「・・・がする」

いよいよ明日から76期生宿泊野外行事です。学年主任の先生から1年数か月かけて準備してきたプログラムを大事にしていこうというお言葉をいただき、行事委員の方々の「久米島に行きたいか?」という問いかけに、天気を祈って現れたテルテル坊主とともにみんなで一つになる瞬間に立ち会えました。

微力ながら、雨男(責任を感じております。オーストラリアの砂漠の真ん中に史上2番目の雨が降る機会をもたらしました...。)返上のお祈りをしつつ、ご挨拶いたしました。以下はそのご挨拶です。

 早速ですが。簡単なクイズに答えていただけますか。3つクイズを出します。頭の体操だと思って協力してください。英語の知覚動詞をいくつか教えてほしいのです。周り近所の人と話してみてください。see, hear, feel, smell, (taste), observe, notice

 では次に英語で表現するうえでいろんな使い方ができる便利な動詞を3(4という人もいる)つあげるとすれば何をあげますか?諸説あるので、ここでは助動詞のようにも使える動詞3(4)つと言えば何が思い浮かびますか。 do, have, be(get)

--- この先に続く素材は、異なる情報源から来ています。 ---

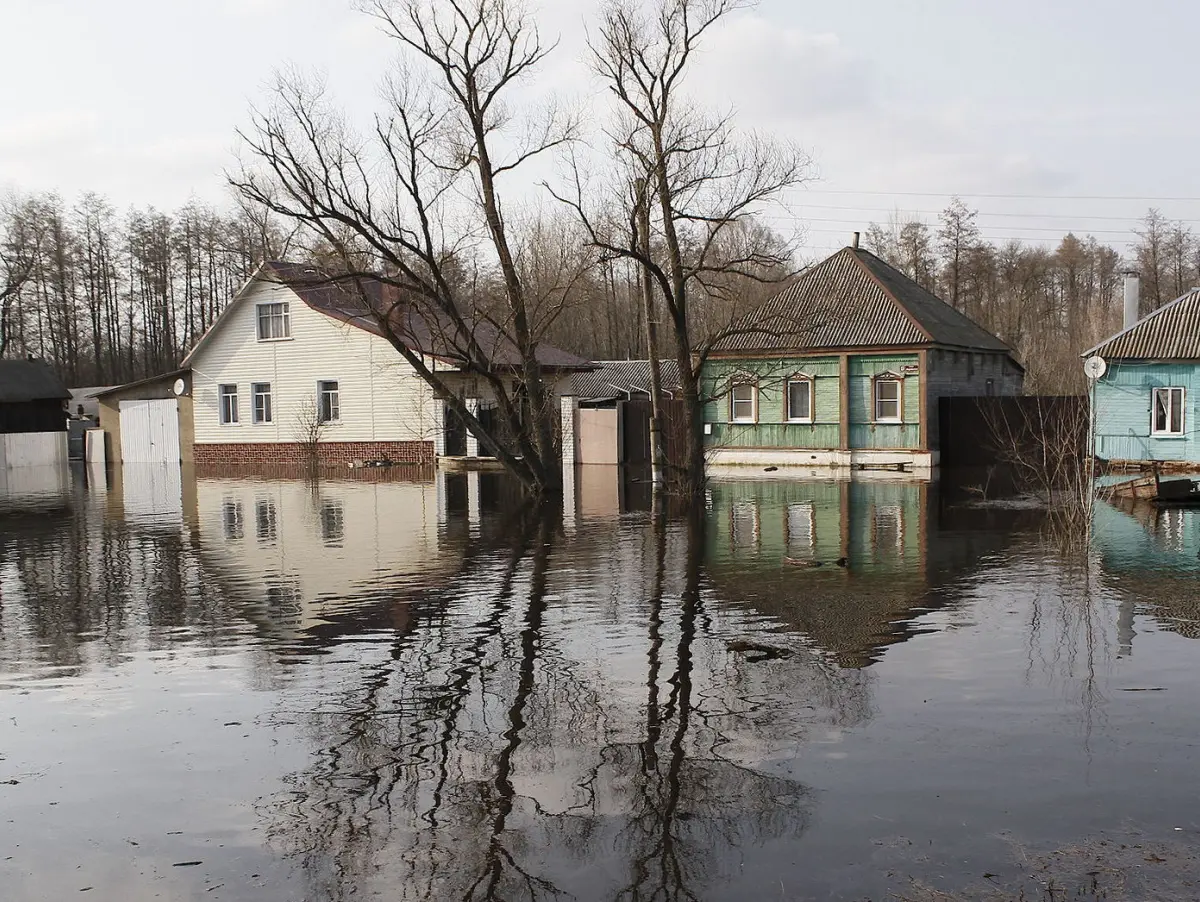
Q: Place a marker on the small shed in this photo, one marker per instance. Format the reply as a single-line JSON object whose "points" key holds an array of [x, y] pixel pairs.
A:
{"points": [[607, 418], [33, 414], [1146, 398], [149, 420]]}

 doは疑問文や否定文を作る際、haveは完了形、beは受動態や進行形を使う際に使います。動詞としてはdo「する」have「持つ」be「ある」get「なる」、それぞれ多様な表現を生み出します。

 最後は日本語の問題です。未完成の例文を4つ出すので、do「する」have「持つ」be「ある」get「なる」のいずれかひらがな2文字の動詞を続けてください。

うわぁ、このクッキー黒糖の味が「・・」

みんな、聞いて!どこかで三線の音が「・・」

おいしそう!この近くでサーターアンダギーのにおいが「・・」

最終日、空港で帰りたくないって感じが「・・」

「する」という日本語で皆さん納得ですか?

 1999年4月から7月までの4か月、日本語教師になるための研修を受けました。その当時の東京外国語大学の留学センターでは文法中心ではなく、文型中心型の日本語教授法を採用していました。日本語の授業の中で教授が「味がする」「音がする」「においがする」「感じがする」という表現を取り上げ、なぜ、「味」「音」「におい」「感じ」という形のないものに、はっきりとした主語につく助詞「が」をつけて、はっきりとした行為を表す「する」という表現になるのでしょうか。現地の日本語学習者に説明できますか?教授の問いかけに、みんな必死であれこれとグループで話し合い、様々な意見を戦わせました。最終的には、教授も明確な答えを提示せず、「皆さんがそれぞれの日本語の言葉について様々な自分の持つ感覚とそして自分なりの意見を持っておくことが大切なのですよ。」ということを教えてくださいました。

 研修後オーストラリアで日本語を教え、その生徒たちを日本に連れてきたことを皮切りに、日本の高校生を世界各国へ連れていく中で、それぞれの学校の生徒が旅先で劇的に変わる、多岐にわたって「...がする」を楽しみつくした生徒がその後の人生を広げていく姿を見て「感じる」心、「味わう」力の大切さを感じてきました。

 宿泊野外行事で、見ること、聞くこと、味わうこと、感じること。すべてが皆さんにとっての生活や人生を大きく変える出来事になるものだと思います。「耳を澄まし、目を凝らし、心を研ぎ澄ませて、様々な『...がする』世界を堪能して、これからの人生の大きな第一歩になる出会いがあることを心から願って私からのエールといたします。よい旅を!